The legendary figure Padmasambhava was said to be able to see through time. A new exhibition at the Rubin Museum explores how he supposedly used that power to change the course of history.
On Friday, February 2, a new exhibition at New York’s Rubin Museum opens, taking you more than 1,000 years into the past — to see the future. The exhibition, “The Second Buddha: Master of Time,” explores the life and accomplishments of Padmasambhava, the legendary 8th-century figure credited with establishing Tibetan Buddhism.
The show is the first exhibition in the Rubin’s year-long series exploring the theme of “future.” The exhibition explores the story of Padmasambhava from the perspective of past, present, and future, through a tightly-curated collection of 41 works, spanning seven centuries.

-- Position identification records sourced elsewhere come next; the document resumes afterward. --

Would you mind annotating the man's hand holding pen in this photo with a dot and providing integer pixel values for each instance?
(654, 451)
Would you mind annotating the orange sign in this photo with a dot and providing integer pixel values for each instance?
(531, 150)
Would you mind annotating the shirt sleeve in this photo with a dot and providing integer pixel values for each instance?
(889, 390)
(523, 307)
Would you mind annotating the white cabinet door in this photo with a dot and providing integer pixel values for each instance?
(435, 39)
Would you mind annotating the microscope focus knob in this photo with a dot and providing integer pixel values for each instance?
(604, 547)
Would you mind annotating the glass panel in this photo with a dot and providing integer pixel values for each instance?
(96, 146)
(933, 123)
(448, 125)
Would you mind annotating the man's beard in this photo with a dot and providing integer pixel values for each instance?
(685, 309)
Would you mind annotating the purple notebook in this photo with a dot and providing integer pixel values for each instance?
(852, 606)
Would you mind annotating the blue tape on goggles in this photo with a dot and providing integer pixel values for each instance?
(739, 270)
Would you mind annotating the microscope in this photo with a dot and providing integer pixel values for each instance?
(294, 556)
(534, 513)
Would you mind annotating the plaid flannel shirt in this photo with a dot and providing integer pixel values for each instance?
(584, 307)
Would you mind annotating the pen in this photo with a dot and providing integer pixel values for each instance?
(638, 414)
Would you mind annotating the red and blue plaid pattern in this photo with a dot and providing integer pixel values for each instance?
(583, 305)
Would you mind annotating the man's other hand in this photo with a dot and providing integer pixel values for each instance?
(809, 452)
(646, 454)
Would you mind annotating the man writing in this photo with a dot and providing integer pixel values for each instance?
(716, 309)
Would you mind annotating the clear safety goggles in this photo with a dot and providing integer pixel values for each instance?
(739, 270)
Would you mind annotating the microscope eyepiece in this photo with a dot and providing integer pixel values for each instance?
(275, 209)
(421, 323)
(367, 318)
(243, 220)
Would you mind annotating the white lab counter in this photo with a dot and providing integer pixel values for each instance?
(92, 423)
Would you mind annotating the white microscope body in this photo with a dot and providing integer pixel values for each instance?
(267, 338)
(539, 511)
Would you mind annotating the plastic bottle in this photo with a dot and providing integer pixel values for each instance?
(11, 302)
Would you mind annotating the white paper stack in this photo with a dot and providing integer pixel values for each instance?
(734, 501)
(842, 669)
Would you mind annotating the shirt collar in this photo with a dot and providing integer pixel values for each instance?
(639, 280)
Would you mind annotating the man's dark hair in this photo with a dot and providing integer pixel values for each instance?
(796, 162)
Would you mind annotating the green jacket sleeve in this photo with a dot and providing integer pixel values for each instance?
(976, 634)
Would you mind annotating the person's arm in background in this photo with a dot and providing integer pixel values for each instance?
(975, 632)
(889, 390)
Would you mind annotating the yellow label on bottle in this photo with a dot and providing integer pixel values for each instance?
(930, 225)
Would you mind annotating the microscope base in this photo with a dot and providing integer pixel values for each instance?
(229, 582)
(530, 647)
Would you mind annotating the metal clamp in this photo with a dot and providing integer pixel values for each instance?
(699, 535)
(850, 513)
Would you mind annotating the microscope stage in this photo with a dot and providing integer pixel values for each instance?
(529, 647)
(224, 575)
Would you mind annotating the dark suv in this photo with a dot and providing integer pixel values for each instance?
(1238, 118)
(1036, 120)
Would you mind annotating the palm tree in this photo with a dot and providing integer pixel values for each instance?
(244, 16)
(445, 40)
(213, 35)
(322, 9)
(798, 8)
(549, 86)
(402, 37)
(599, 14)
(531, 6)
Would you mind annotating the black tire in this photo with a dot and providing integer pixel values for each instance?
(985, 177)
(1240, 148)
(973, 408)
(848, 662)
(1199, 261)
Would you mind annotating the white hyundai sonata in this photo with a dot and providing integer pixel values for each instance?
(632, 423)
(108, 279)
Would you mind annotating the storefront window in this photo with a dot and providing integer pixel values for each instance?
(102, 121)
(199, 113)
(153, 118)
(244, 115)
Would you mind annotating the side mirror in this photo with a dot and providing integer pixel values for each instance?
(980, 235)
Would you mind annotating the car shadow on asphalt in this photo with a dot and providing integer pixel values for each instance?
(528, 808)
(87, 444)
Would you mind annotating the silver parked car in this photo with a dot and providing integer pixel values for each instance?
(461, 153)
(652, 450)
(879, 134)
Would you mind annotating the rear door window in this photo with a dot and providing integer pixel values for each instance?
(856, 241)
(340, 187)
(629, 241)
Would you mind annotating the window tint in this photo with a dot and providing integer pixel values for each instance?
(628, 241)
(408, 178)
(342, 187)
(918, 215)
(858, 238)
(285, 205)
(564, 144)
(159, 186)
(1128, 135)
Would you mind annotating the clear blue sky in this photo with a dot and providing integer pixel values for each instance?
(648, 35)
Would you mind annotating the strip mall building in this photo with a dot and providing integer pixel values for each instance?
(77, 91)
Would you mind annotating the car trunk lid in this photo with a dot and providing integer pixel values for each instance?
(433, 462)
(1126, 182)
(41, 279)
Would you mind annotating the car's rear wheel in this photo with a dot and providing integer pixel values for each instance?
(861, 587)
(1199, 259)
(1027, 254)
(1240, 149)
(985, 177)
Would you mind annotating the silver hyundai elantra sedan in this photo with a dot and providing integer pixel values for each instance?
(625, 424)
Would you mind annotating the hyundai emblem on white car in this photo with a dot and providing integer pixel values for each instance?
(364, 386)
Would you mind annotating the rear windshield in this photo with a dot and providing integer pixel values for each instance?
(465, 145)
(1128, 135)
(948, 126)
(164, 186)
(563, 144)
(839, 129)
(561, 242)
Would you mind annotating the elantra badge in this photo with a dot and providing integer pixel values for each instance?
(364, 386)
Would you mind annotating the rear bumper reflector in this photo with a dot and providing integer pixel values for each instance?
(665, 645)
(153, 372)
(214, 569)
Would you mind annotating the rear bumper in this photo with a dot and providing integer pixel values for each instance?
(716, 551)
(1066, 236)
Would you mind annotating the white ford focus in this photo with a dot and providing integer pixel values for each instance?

The works include thangka paintings, sculpture, augmented reality, and video.
According to Tibetan Buddhism, Padmasambhava was a fully-enlightened being with the ability to see through time. He concealed his teachings to be discovered in the future at specific times when he knew they would be needed.
“The system of concealed treasure teachings continues to sustain the Buddhist tradition today,” explains curator Elena Pakhoutova.
In the exhibition, Padmasambhava’s life serves as a meditation on time. Padmasambhava defined the future of Tibet, planting the seeds of the Tibetan Buddhist tradition, which would come to flourish over the next millennium.
Padmasambhava taught that past and present are interrelated, connected to each other in one’s present experience. It’s this understanding that the exhibition seemingly seeks to foster in visitors. And, while the artworks may be centuries old, their messages still have the power to soften one’s rigid sense of time.
Pakhoutova hopes the legends and artwork will inspire visitors to dwell on “the interrelated nature of the past and future, how it serves to construct our individual and collective identities, and how we ourselves enable a meaningful future.”